Nearly half of British cemeteries will be full in 20 years time
Heather Saul is a digital reporter for The Independent, currently working on the People desk. She has written news and features across a number of topics, paying particular attention to the activities of Isis and events in Iraq, Syria, Iran and Saudi Arabia.
Saturday 28 September 2013
Calls are being made for grave plots to be "re-used" in a bid to tackle the current shortfall in spaces for burying the dead.
Research by the BBC's local radio stations has found that more than nearly half of cemeteries (44 per cent) could be full within the next two decades, with a quarter full within the next decade.
An academic is now calling for a change in legislation to allow graves older than 75 years to be reused, in order to avert a "crisis".
Some local authorities, such as Tandridge district council, said they had already run out of space for new graves. Cannock Chase District Council, according to the data, has just over a year before they run out of land for new graves.
The cost of dying has risen to an average £7,622 - a 7.1 per cent increase on last year, according to a report earlier this month by insurer Sun Life Direct.

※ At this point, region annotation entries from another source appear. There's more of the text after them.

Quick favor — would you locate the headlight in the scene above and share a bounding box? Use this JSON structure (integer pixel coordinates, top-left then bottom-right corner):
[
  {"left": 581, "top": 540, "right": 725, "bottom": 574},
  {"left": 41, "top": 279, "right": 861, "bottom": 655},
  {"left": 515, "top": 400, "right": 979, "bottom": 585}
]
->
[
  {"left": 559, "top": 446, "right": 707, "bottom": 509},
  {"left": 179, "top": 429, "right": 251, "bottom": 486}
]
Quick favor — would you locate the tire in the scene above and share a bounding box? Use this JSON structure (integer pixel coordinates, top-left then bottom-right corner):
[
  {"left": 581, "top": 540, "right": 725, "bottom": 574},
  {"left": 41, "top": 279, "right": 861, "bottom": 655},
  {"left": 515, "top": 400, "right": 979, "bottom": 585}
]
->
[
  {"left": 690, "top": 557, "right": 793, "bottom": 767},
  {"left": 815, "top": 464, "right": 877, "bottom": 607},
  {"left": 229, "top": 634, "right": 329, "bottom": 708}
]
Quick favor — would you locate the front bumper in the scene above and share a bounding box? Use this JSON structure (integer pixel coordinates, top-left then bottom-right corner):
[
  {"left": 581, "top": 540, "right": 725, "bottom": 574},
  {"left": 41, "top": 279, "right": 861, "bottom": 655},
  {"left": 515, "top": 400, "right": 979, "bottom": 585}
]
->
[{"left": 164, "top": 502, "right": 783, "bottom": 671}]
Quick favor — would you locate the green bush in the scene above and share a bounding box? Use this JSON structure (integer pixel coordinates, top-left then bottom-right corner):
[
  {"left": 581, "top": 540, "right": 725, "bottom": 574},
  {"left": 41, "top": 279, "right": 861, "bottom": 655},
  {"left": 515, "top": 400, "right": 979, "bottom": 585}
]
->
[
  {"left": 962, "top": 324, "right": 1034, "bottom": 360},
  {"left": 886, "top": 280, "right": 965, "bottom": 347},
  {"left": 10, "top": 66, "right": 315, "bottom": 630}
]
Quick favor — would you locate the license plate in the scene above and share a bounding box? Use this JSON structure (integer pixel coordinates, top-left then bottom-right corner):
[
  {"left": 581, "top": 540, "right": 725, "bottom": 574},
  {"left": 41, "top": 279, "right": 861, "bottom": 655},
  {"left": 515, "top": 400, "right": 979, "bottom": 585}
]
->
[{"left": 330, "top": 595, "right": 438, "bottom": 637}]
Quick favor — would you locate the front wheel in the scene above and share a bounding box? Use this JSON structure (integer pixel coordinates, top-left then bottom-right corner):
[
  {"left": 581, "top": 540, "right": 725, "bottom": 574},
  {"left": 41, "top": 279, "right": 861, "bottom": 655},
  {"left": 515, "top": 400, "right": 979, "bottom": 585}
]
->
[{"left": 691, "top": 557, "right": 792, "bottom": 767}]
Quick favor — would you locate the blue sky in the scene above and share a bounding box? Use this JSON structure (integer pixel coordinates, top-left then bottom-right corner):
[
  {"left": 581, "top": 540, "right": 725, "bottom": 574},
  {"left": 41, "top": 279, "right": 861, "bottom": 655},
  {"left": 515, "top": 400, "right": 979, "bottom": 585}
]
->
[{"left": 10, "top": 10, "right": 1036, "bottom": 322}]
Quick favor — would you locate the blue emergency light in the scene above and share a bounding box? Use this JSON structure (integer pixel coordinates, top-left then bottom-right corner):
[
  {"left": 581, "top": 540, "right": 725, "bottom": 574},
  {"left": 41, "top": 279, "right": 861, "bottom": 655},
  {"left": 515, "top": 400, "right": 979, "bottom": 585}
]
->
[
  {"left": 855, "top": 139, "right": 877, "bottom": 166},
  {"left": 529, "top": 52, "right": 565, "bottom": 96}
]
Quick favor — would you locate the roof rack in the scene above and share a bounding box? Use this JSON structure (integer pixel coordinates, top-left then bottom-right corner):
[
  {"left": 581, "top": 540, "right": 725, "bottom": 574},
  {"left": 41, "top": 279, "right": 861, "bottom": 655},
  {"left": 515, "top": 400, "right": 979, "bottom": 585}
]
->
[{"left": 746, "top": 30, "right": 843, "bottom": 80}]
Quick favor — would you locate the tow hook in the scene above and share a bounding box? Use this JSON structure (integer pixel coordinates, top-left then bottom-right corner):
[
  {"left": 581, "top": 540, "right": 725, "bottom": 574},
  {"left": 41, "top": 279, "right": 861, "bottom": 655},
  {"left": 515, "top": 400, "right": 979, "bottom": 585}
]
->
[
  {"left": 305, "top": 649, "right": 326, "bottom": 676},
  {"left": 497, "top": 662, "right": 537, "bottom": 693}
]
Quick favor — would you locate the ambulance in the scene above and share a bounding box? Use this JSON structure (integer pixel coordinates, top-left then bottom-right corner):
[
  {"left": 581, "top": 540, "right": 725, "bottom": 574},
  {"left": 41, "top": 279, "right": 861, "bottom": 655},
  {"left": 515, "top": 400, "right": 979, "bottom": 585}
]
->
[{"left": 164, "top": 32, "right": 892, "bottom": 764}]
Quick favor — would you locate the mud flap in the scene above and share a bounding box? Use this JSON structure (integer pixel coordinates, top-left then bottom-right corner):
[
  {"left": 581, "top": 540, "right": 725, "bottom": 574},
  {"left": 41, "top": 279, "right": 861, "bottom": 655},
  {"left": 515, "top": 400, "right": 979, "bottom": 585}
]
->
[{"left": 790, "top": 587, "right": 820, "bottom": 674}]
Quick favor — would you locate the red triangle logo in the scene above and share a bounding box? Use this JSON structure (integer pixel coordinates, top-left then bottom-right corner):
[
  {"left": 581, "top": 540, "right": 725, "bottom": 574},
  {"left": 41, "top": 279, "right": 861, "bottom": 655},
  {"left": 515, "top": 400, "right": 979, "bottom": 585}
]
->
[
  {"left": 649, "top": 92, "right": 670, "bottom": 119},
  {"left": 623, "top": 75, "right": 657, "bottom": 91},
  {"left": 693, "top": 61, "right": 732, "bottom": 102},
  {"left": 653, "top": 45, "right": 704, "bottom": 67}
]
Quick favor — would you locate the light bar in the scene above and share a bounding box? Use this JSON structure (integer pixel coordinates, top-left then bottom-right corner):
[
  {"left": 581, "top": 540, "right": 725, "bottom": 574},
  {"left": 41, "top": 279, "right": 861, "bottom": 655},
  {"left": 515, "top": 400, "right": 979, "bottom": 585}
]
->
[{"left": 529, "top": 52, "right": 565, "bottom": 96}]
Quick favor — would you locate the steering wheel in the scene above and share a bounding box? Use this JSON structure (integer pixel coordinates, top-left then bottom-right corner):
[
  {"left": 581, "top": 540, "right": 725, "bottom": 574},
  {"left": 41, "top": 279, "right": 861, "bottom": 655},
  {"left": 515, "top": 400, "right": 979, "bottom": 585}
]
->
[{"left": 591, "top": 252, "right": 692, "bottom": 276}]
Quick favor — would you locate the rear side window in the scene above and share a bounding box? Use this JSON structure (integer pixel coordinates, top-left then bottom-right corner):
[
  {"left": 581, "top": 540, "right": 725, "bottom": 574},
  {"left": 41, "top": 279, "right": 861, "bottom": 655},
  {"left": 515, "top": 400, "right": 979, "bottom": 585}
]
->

The figure, which includes costs such as probate, headstones and flowers as well as the funeral, varies significantly across the regions, with London the most expensive at £9,556. Wales was the least expensive with an average cost of £6,096.
The cost of a funeral has also increased by 5.3 per cent since last year to £3,456, or 80 per cent higher than in 2004.
Burial fees have risen by 69 per cent since 2007 and cremation fees by 51 per cent, according to the report.
The average burial now costs £3,914 and cremation £2,998.
Dr Julie Rugg, of the University of York's cemetery research unit said the survey highlighted how "desperate" the situation was across the country.
Speaking to the BBC, she said: “It's not just a London or a big town problem. Even small parish councils are wondering how they are going to cope when land runs out,” she said.
"We spend a lot of time thinking that's a problem, something we don't want - it brings money back into our cemeteries, it brings people back into our cemeteries," she told BBC Breakfast.
"Cemeteries become vibrant places then, where you can meet people, not these places that are a little bit abandoned, a little bit sad and lonely and neglected.
"When you go on to the continent, cemeteries are often full of people. That is not a bad thing."
“I don't know how much more evidence there needs to be on the table before the Ministry of Justice appreciates that this is a crisis.”
The Ministry of Justice said the case "was under constant review".